The U.S. Department of Justice, Visa and MasterCard have had a settlement approved by the US Courts. Broadly speaking, this means that U.S. merchants will now be able to:
- let customers know the different costs (to the merchant) associated with different cards that the customer might use for payment;
- represent a preference for some type (or types) of card to customers; and
- give discounts off the standard price for particular cards.

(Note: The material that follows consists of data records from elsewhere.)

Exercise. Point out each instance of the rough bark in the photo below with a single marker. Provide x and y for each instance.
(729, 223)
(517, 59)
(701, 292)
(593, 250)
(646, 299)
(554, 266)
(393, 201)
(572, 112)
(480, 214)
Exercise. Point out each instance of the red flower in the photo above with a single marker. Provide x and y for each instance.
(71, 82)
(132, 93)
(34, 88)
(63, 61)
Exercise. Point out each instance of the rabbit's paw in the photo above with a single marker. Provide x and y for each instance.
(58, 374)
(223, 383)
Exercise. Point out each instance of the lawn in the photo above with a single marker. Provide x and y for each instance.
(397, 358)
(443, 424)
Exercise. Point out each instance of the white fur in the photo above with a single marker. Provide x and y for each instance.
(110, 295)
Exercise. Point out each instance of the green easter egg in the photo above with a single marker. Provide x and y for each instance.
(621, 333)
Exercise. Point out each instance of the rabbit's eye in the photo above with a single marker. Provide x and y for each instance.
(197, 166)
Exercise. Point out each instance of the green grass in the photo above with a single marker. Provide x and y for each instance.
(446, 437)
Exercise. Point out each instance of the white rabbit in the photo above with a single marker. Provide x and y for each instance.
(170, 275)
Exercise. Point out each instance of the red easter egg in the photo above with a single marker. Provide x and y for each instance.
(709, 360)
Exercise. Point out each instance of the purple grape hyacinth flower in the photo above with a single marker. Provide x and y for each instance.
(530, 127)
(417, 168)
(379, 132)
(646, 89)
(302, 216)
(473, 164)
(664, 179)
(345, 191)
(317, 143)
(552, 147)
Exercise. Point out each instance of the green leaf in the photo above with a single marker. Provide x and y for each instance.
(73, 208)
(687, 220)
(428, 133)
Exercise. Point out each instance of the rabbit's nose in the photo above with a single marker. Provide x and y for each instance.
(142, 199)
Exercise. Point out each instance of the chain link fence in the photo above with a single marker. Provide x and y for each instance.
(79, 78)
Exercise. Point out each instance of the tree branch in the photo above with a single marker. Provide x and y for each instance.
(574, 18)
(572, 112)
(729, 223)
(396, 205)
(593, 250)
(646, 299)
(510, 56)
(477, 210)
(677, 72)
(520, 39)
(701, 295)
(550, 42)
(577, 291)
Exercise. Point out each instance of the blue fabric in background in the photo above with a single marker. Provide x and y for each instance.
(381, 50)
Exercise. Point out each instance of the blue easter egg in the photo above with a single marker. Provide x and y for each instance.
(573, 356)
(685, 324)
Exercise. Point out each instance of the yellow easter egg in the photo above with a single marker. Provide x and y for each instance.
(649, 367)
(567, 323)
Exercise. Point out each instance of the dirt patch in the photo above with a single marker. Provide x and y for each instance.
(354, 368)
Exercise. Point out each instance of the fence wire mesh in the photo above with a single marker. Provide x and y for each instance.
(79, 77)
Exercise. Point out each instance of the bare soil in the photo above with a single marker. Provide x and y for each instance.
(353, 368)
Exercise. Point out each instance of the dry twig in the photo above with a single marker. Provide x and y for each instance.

The interesting thing for Australia’s regulators is not the decision but its implementation. In Australia, card surcharging is allowed and may be leading to price discrimination. See my post here. In the UK, the use of debit cards as the ‘base’ or numeraire instrument for internet transactions is being investigated – see here. So a key difference between the three situations is the choice of ‘base price’ or numeraire and how the price differential for cards is expressed:
- (Australia) The base price is ‘cash’ with the ability to surcharge from that base price.
- (UK) The base price for internet transactions could be debit cards with the ability to surcharge from that base price.
- (US) The base price the ‘highest card price’ with the ability to discount off that price for other cards and cash.
Simple economics would normally say that there was no difference between these three situations. It is simply changing the numeraire and the customer will correctly work out the pricing from whatever base is used. For example, the customer shouldn’t care if an item is $100 cash with a $5 card surcharge or $105 for card with a $5 cash discount.
However, clearly US law makers do not agree with this view. Despite the settlement today allowing for the more extensive use of discounts, the ‘economically identical’ policy of using cash as the base price and surcharging for cards is explicitly outlawed in ten states.
So, what are the implications? Either the US law is silly and is effectively simultaneously banning and promoting economically identical conduct. Or consumers react differently to surcharges and discounts.
Now, I suspect that my behavioural economics colleagues will shake their heads and tell me that there is a well known experimental literature on the later (and if someone has a good reference – please post a comment).
However, if this is the case, then it has implications for credit card reform in Australia. In particular, as I noted in my earlier post, should the Payments System Board be thinking about defining the numeraire in, say, internet transactions, rather than thinking about capping surcharging?